Bêtise et haine ordinaires

Je croise souvent cette dame élégante, propriétaire d’un appartement plutôt cossu de l’autre côté de ma rue, et qui promène son chien tous les jours par chez moi. Chez moi, c’est un immeuble HLM entouré de 3 espaces verts, pas grands mais plaisants. Sa résidence à elle ne comporte aucun espace vert. »Bonjour » – caresse réciproque aux chiens – quelques échanges superficiels sur le temps – « au revoir et bonne journée ».

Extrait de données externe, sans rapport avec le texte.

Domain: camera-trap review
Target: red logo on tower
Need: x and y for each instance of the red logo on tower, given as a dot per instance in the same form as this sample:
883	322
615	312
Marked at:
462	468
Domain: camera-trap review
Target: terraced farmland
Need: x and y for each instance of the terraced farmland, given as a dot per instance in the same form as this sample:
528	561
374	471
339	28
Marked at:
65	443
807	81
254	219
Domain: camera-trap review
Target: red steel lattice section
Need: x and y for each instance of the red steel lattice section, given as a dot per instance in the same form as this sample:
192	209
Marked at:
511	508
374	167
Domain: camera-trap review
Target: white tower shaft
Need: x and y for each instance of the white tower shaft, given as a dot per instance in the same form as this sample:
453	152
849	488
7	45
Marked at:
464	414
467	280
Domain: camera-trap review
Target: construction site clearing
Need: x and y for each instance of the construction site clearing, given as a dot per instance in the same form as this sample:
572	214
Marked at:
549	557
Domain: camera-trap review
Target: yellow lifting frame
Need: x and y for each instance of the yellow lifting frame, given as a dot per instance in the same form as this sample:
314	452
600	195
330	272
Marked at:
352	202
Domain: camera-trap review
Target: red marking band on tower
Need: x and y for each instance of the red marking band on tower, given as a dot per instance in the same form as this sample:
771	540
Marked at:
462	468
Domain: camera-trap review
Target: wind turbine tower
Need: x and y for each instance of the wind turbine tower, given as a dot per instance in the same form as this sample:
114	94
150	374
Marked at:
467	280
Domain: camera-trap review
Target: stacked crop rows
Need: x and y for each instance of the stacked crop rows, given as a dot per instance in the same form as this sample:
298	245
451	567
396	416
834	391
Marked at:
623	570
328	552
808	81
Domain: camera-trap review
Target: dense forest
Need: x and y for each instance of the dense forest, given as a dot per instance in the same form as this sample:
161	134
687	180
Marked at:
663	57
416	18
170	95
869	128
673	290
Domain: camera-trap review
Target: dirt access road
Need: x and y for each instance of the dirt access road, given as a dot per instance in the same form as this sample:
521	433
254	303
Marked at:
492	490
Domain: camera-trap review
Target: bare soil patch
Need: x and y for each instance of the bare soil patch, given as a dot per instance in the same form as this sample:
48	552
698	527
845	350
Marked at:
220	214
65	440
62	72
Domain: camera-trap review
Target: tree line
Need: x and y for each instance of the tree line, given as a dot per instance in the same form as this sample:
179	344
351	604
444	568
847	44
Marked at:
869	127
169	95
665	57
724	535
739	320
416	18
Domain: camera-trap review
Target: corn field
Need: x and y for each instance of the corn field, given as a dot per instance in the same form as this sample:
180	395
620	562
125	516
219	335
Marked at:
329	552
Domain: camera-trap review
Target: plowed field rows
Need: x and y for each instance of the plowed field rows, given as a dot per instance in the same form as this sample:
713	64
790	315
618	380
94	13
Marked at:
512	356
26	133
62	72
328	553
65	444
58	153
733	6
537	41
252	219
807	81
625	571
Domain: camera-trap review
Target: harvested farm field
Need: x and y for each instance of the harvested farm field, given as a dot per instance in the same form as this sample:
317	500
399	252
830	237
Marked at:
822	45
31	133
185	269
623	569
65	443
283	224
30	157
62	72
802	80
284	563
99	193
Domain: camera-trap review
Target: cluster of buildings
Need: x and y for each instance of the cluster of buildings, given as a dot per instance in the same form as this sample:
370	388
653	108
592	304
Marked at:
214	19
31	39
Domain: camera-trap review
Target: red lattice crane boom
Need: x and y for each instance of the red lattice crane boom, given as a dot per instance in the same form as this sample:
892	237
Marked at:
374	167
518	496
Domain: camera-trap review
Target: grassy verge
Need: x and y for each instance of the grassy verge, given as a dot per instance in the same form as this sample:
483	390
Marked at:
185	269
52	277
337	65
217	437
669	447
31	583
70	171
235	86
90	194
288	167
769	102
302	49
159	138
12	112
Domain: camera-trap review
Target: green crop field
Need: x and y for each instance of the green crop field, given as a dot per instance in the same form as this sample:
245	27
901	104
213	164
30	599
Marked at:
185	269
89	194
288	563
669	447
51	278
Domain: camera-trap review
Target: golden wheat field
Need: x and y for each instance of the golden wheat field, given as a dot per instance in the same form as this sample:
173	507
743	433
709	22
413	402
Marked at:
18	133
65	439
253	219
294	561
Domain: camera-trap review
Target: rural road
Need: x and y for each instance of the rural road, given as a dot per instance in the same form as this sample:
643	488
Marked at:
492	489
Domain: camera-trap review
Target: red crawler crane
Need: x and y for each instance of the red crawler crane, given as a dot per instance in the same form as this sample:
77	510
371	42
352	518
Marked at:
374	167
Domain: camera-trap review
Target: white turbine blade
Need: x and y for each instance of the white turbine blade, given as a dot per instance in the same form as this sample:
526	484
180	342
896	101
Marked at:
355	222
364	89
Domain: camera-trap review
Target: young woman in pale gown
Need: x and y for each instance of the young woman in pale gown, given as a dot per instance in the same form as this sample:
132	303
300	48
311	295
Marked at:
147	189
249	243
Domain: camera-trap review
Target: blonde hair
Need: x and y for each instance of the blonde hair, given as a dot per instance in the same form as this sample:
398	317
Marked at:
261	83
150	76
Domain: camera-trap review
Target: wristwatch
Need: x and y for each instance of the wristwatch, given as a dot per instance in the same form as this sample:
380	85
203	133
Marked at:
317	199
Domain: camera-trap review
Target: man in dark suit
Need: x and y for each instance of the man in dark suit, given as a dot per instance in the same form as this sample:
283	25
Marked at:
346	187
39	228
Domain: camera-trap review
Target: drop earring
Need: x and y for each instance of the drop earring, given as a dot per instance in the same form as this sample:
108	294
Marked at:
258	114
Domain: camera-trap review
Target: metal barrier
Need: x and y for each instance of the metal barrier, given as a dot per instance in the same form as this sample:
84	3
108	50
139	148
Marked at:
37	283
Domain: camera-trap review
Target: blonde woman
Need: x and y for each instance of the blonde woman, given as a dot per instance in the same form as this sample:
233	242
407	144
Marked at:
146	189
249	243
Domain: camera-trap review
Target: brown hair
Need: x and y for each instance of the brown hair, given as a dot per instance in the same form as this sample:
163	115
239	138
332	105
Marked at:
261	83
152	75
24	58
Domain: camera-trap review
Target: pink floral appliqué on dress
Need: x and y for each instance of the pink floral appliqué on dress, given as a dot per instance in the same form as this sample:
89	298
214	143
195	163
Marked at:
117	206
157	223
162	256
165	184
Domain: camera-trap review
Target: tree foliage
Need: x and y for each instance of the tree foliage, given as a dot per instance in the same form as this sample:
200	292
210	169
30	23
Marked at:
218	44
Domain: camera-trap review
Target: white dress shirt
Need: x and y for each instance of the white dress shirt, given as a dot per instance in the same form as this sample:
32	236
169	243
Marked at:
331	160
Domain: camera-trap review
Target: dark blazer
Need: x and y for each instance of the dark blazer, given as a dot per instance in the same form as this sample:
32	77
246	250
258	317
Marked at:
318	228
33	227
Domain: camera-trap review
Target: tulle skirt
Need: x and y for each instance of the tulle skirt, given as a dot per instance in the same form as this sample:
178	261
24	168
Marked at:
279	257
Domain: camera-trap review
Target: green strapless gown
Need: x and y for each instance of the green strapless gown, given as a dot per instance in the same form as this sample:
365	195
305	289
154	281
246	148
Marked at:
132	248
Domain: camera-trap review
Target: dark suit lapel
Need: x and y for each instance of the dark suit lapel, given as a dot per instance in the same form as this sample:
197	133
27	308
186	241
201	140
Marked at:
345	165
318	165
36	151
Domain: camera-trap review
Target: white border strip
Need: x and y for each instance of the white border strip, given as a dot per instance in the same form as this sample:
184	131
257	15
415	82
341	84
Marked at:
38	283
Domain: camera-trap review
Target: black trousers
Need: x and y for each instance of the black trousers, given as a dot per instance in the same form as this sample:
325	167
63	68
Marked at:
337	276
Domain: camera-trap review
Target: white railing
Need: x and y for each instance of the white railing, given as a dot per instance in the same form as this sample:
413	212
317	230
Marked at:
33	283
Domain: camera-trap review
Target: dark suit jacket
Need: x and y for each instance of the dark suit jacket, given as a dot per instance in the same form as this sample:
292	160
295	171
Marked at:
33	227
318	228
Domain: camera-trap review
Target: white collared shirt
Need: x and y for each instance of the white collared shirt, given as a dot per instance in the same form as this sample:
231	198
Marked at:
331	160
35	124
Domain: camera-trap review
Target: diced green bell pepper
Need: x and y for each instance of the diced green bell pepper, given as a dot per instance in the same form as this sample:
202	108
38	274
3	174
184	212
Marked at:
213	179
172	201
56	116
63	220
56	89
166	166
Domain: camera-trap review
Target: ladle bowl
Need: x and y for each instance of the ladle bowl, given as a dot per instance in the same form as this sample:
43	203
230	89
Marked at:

Ce matin, elle m’apostrophe : « Alors, dans un mois, votre immeuble sera entouré de grilles… C’est, paraît-il, pour empêcher les voisins du quartier de faire crotter leur chien dans l’herbe. Je m’en fiche. Je passerai lorsque quelqu’un ouvrira ou fermera la grille. Moi, j’ai toujours ramassé sur les trottoirs. Mais, dans l’herbe, ce n’est pas si important ».

– Ah oui ? répondis-je, le nez commençant à sentir la moutarde. Et vous pensez aux gamins qui jouent et aux ouvriers jardiniers municipaux qui entretiennent la verdure ? Et puis, si vous ramassez sur les trottoirs, quel intérêt d’aller dans l’herbe ?

Elle change tout net de direction, et en pleine contradiction avec ce qu’elle vient dire dire, me lance :

– De toutes façons, ce sont les locataires de cet immeuble qui font crotter leurs chiens dans l’herbe : je les vois faire. Ca ne sert à rien de mettre des grilles : il y aura toujours autant de crottes.

– Vous avez raison : certaines personnes de cet immeuble sont aussi sales que certaines des immeubles voisins qui passent dans nos jardins. Quant les grilles seront installées, les coupables seront moins nombreux et sans doute plus facilement repérables.

Elle s’attendait peut-être à une vive contradiction de ma part. Re-pivot à 180° :

– C’est comme chez ma fille, à Créteil. C’est d’une saleté repoussante. Elle habite un quartier où il y a des juifs. Tous les juifs sont sales.

Je décide d’être juive et lui souris :

– Ah bon ? Vous me trouvez sale ? Comme les propriétaires de chiens qui les laissent crotter dans l’herbe ?

Pincement de lèvres, recul du buste, tirage sur la laisse. Bouillante à l’intérieur, mais « indécrottablement » correcte, je lui ai quand même dit « au revoir ». Mais la prochaine fois que je la croise, il n’y aura sans doute pas de « bonjour ».